居心地のいいリビングをつくる照明の黄金ルール

居心地のいいリビングをつくる照明の黄金ルール

寒暖差が特に激しい季節になりましたね。皆様体調管理は大丈夫でしょうか?

今日も明るく元気に頑張っていきましょう。柴田です。

さて、本日は『居心地のいいリビングをつくる照明の黄金ルール』という事で照明のことについて少し触れていきたいと思います。

せっかくこだわって決めた間取りや壁紙。それなのに、「夜になると、なんだか思ったより落ち着かない空間になってしまう...」という失敗談、実は少なくありません。

その原因の多くは「照明の選び方と配置」にあります。

今回は、失敗しないリビングの照明計画について、科学的な根拠も交えながら分かりやすく解説しようと思います!

1. なぜ「一室一灯」だとおしゃれに見えないのか?

日本の昔ながらの住宅に多かったのが、天井の真ん中に大きなシーリングライトを1つポンとつける「一室一灯」のスタイルです。部屋全体が均一に明るくなるため便利ではあるのですが、実はこれが「お部屋のムード」を消してしまう原因になります。

人間は、空間の中に「明るいところ」と「暗いところ(影)」のメリハリがある方が、奥行きを感じ、リラックスできる習性を持っています。
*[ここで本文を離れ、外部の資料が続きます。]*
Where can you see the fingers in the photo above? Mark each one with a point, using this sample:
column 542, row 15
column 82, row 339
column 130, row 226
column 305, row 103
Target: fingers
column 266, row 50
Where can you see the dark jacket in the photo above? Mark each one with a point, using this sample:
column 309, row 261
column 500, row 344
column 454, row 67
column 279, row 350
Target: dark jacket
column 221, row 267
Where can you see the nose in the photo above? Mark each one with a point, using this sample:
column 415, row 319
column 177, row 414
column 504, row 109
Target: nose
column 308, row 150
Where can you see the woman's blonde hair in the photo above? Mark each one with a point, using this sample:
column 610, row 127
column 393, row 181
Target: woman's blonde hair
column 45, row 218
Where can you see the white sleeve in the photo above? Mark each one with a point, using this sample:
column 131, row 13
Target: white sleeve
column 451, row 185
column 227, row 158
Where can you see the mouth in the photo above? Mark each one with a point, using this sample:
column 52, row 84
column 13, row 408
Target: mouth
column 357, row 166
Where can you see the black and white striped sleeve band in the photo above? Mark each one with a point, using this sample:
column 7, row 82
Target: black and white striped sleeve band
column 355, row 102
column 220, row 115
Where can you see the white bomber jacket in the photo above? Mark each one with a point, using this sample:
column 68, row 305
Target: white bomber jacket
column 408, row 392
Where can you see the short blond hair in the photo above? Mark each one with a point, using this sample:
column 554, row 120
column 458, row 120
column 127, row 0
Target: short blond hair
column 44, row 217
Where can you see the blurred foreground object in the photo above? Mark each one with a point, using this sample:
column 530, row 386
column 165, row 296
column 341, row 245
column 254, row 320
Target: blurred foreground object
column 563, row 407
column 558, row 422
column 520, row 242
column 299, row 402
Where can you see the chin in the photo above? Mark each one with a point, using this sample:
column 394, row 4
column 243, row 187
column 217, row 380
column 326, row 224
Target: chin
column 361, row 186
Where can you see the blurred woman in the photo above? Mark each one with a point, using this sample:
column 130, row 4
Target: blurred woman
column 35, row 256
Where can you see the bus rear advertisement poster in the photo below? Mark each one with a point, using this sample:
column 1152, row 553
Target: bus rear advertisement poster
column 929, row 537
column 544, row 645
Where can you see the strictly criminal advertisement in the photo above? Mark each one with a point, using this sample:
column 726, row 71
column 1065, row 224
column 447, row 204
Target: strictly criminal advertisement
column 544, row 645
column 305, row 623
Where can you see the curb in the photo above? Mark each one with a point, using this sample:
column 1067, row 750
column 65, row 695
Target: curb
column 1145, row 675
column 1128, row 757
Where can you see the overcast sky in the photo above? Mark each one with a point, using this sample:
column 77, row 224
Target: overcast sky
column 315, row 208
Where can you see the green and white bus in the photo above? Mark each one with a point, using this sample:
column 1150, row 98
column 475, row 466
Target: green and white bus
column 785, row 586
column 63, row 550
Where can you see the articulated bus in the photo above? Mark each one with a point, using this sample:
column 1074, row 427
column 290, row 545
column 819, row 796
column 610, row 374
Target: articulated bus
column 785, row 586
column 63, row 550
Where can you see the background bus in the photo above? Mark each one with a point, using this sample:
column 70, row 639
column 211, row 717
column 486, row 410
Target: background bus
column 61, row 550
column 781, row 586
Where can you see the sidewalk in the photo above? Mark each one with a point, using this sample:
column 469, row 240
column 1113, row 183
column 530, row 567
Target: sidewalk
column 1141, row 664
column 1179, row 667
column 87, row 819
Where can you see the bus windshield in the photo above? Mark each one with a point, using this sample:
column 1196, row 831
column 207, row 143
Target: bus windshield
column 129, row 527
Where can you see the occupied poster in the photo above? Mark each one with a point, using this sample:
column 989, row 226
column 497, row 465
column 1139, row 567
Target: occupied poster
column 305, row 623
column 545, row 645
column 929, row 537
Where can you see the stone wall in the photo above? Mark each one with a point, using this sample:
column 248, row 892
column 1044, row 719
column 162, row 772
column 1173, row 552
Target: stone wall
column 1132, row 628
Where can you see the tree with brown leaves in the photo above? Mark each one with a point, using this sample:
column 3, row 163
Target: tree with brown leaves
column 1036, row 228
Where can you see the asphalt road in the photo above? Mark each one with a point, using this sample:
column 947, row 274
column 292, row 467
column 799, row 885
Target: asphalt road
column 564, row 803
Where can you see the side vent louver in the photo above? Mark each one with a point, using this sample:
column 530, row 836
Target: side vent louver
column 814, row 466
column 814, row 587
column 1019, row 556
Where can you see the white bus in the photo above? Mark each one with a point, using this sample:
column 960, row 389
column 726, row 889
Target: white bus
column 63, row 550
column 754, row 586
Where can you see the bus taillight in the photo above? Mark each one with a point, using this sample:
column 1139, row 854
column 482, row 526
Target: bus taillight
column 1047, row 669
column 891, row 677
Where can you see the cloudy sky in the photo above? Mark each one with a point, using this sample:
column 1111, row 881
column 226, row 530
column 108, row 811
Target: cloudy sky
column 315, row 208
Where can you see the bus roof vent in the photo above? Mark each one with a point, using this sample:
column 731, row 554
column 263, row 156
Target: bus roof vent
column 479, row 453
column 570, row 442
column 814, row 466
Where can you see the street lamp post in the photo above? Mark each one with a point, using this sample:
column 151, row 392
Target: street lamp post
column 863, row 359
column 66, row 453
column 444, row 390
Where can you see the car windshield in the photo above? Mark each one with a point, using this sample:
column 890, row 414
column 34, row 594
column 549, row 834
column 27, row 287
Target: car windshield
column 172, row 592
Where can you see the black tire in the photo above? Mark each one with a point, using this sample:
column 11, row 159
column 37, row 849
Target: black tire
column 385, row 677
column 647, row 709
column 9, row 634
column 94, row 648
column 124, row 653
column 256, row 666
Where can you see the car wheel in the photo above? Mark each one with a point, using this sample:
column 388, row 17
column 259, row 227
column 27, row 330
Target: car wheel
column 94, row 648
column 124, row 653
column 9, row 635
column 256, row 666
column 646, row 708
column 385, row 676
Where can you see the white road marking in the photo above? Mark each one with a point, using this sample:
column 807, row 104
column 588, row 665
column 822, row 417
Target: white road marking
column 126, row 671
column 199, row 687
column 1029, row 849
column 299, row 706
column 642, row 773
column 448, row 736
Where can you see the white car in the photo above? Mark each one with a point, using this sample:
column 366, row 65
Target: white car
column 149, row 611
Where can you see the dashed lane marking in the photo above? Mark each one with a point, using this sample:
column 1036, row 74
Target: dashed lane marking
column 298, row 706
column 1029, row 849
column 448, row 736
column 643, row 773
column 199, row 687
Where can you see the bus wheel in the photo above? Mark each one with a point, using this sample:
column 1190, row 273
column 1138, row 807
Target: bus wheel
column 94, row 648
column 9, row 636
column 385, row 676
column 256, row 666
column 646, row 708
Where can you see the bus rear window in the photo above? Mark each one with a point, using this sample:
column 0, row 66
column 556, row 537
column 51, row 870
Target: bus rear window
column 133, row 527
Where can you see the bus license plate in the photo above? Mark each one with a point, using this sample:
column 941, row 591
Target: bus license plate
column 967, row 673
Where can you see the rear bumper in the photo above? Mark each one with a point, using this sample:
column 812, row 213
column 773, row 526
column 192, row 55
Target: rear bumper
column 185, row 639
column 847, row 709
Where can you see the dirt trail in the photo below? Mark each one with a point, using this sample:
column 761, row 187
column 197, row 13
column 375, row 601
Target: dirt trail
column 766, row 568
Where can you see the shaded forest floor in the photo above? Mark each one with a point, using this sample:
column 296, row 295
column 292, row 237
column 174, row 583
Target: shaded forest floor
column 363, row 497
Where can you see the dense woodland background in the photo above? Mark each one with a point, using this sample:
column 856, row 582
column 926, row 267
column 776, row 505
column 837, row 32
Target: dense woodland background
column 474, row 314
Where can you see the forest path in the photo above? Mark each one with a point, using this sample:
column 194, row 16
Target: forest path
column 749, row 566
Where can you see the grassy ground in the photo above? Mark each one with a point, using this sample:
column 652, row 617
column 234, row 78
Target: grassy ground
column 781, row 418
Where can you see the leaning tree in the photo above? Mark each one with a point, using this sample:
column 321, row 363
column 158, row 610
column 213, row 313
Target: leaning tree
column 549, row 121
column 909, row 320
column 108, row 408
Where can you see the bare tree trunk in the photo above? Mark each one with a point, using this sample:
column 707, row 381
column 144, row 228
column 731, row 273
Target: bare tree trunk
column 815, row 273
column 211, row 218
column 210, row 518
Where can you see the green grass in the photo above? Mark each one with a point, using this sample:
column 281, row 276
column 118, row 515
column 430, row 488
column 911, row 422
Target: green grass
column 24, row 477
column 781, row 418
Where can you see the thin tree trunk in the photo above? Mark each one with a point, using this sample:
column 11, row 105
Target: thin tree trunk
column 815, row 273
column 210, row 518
空間全体をのっぺりと照らしてしまうと、ホテルのような洗練された雰囲気や、カフェのような居心地のよさは生まれにくくなってしまうのです。

2. 居心地よさを科学する「一室多灯(分散照明)」のすすめ

そこでおすすめしたいのが、複数の照明を組み合わせる「一室多灯(いっしつたとう)」の考え方です。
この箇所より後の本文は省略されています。